P021: POST-TRANSPLANT OPEN VENTRAL HERNIA REPAIR (OVHR) WITH BIOLOGIC MESH
Meshka Anderson, MD; Sharbel Elhage, MD; B. Todd Heniford, MD; David Levi, MD; Vedra Augenstein, MD; Carolinas Medical Center
Introduction: Ventral hernias occur in up to a third of liver transplant recipients. Repairing these incisional hernias can be challenging due their subcostal location, increased risk of surgical site infection (SSI) and poor wound healing secondary to immunosuppression.
Objective: This study evaluated outcomes following OVHR with biologic mesh in post-transplant patients.
Methods: A prospective single-center database was queried for patients undergoing OVHR using biologic mesh following liver transplantation.
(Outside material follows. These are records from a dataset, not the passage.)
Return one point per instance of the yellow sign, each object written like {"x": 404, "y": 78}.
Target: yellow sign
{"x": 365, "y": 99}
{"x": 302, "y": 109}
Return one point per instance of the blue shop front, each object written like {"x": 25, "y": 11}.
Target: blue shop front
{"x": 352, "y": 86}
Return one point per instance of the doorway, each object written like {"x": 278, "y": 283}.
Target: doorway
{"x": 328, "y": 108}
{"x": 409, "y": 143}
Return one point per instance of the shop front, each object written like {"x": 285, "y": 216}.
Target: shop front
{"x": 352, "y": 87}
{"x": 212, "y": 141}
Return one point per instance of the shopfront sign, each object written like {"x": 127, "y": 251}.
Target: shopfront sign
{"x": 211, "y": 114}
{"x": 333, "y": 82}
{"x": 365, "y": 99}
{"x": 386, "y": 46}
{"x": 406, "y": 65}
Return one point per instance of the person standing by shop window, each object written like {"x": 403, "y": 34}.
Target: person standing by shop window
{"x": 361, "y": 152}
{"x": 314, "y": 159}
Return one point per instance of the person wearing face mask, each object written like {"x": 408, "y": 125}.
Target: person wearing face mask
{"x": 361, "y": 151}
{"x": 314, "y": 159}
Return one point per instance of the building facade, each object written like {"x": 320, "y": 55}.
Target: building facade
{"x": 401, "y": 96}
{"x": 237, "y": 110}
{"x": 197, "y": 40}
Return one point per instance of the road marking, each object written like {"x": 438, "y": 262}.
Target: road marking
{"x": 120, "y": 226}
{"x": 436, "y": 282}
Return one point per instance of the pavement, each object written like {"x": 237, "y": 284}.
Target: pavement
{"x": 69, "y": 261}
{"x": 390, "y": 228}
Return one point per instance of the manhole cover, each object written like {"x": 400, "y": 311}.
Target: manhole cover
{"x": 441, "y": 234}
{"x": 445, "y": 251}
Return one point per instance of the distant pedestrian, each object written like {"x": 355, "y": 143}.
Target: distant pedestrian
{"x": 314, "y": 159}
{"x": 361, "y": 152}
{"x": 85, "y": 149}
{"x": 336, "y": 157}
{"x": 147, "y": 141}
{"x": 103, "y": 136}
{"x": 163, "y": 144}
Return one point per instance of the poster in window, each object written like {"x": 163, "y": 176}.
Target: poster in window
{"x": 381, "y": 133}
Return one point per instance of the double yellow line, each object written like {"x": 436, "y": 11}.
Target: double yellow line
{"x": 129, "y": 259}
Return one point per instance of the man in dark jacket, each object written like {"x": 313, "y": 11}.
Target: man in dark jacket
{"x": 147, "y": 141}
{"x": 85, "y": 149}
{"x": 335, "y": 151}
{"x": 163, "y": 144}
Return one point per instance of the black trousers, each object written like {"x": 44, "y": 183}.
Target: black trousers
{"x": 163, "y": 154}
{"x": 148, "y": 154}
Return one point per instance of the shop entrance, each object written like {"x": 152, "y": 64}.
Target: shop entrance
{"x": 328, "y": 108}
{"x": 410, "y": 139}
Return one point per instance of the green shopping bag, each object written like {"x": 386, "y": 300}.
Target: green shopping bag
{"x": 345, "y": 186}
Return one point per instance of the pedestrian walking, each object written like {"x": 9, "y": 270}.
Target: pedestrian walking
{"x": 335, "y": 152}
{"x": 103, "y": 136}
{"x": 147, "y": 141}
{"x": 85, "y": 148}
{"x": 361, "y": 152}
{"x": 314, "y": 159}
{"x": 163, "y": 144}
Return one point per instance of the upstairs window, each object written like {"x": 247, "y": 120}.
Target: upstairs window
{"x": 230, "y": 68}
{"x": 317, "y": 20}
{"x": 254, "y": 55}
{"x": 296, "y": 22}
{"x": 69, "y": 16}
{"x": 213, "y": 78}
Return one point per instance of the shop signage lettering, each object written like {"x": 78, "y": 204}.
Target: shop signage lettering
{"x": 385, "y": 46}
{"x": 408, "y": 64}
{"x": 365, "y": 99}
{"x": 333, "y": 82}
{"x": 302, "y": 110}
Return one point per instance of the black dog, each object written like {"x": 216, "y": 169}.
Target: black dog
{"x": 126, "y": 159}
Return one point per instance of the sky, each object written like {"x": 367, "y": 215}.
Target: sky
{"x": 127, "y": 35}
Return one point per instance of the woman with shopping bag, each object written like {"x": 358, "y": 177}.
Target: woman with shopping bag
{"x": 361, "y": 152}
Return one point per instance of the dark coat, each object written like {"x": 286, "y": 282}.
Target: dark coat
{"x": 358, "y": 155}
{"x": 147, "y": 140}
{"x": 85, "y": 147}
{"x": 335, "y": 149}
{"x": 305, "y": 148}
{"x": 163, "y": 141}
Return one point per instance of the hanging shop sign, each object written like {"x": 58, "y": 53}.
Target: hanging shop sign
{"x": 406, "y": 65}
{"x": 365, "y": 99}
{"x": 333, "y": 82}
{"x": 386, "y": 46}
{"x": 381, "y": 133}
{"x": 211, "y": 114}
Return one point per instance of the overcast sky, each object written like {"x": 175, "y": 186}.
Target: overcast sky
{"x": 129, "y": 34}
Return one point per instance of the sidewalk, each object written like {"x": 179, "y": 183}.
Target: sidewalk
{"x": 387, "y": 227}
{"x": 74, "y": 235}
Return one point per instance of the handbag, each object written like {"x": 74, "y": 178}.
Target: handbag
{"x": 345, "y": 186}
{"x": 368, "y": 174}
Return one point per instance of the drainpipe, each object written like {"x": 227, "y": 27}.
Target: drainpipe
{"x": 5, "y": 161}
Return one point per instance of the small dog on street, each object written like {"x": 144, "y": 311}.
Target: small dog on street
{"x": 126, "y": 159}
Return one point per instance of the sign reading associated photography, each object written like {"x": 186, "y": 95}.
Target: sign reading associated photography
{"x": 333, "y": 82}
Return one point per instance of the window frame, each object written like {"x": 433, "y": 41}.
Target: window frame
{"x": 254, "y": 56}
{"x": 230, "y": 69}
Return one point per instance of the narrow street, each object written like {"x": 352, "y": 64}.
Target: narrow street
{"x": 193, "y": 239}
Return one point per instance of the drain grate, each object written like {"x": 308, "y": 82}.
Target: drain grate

Descriptive statistics are reported as percentages and means with standard deviations.
Results: This cohort consists of 15 post-transplant patients. Demographics included: age 58±12.8 years, BMI 30.23±4.86 kg/m2, 86.7% male and 80% Caucasian. Co-morbidities were: 53.3% diabetics and 33.3% former smokers. Average time from transplantation to hernia repair was 3.1 years. Preoperative benchmarks such as weight loss, HgbA1c < 7.2 and negative cotinine levels were met. Preoperative botulinum toxin was used in 13.3%. Perioperative immunosuppression consisted of Tacrolimus(46.7%), Cyclosporine(13.3%) and Tacrolimus+MMF(40.0%). Hernia defects were large (338±123.4 cm2) and 33.3% recurrent. Component separation was performed in 6.7% and panniculectomy in 53.3% of patients. All received preperitoneal biologic mesh (813.3±216.7 cm2). Hospital stay was 6.1±3.0 days. At 100% follow-up ranging from 1.2 – 34.9 months, with an average of 17.5 months, there was zero hernia recurrence. There were also no mesh infections or SSI. Superficial wound breakdown occurred in 20%, seroma and hematoma in 13.3% each.
Conclusion: Despite the complexity of the patients and hernias, OVHR in post-transplant patients can be performed with excellent results by intergrating preoperative optimization, intraoperative techniques and mesh choices.